The advent of high-speed trains required a stronger regulation which was regulated in Germany's EBO. The first update of 1982 increased the minimum track centre to 4.00 m allowing no more exceptions. But by 1991 it was replaced with a table taking into account the maximum speed of the trains on a track as well as the curvature. A distance of 4.00 m was considered enough for speeds up to 200 km/h. At 250 km/h the tracks have a centre-to-centre distance of 4.50 m (while the first tracks in the 1980s were built with a distance of 4.70 m).

The TGV track construction puts both rail tracks into a common concrete block, so they can disregard a safety margin for track displacement. This allows high-speed rail to have a centre-to-centre distance of just 4.20 m. Additionally, these lines are only allowed for high-speed passenger rail where no out-of-gauge loads are expected and the windows in the trains can not be opened.

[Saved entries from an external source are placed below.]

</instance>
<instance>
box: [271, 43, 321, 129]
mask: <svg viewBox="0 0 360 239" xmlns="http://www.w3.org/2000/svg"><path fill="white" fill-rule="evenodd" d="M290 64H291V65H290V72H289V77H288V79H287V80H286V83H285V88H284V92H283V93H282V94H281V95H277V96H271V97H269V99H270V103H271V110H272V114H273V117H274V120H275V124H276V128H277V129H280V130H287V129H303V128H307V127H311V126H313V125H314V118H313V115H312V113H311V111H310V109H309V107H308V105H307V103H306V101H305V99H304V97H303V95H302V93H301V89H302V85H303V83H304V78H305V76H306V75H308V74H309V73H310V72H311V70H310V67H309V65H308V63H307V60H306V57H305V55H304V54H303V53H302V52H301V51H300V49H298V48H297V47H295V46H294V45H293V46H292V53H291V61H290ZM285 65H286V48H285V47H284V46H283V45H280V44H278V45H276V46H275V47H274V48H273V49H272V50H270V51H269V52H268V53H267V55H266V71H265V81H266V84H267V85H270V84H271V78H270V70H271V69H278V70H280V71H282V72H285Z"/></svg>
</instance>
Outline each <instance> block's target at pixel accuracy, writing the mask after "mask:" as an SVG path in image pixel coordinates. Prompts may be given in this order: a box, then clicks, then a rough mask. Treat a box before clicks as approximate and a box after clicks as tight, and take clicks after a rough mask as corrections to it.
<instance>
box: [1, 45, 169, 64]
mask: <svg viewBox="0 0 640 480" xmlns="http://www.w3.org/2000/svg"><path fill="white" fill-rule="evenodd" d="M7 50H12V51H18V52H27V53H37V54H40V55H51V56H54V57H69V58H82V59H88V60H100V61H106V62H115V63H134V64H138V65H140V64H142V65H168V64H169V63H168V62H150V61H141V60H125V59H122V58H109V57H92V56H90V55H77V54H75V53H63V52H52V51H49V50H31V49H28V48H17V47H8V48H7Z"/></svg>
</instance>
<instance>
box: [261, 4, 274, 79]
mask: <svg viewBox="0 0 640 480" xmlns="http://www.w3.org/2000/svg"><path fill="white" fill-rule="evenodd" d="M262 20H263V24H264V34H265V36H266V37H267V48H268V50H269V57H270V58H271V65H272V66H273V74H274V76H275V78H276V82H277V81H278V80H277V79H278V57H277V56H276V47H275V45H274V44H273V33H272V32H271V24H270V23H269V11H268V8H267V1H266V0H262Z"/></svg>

In Japan, the first high-speed tracks of the Central Japan Railway Company Shinkansen were built with a distance between track centres of 4.3 m.[1]

The largest minimum track centre is planned for Indias high-speed network requiring a common distance of 5,30 m.

Track centre examplesEdit

(put in order of size)

  • 09 ft 8.0 in (2.95 m) Liverpool and Manchester Railway 1830 at opening day; later widened.
  • 10 ft 8.5 in (3.26 m) United Kingdom (a six-foot plus a four foot)
  • 11 ft 0.0 in (3.35 m) New South Wales 1855 old standard (estimated)
  • 12 ft 0.0 in (3.66 m) New South Wales 1910 new standard for 10 ft 6.0 in (3.20 m) wide carriages. Rounded in imperial.
  • 13 ft 1.5 in (4.00 m) New South Wales 1973 metric standard; rounded in metric.
  • 14 ft 9.0 in (4.50 m) New South Wales Certain ARTC lines after about 2012.[2]

MeasurementEdit

 
Measurement of track spacing from the rail head to rail head

By definition the track spacing is given from center to center of a rail track. For an actual construction the distance is measured from the inside of a rail head to the matching one of the other track. As far as both tracks have the same gauge this is the same distance.

Sharp curvesEdit

Track centre may need to be widened on sharp curves.[3]

AccidentsEdit

If track centres are "narrow" then a problem on one track may affect other track(s). This is called a "common mode" failure. It affects rail, road, and canals.

River accident damages bridge in both directions.

  • In the 2020 Wallan accident, 3 of the four tracks were blocked by the derailed train.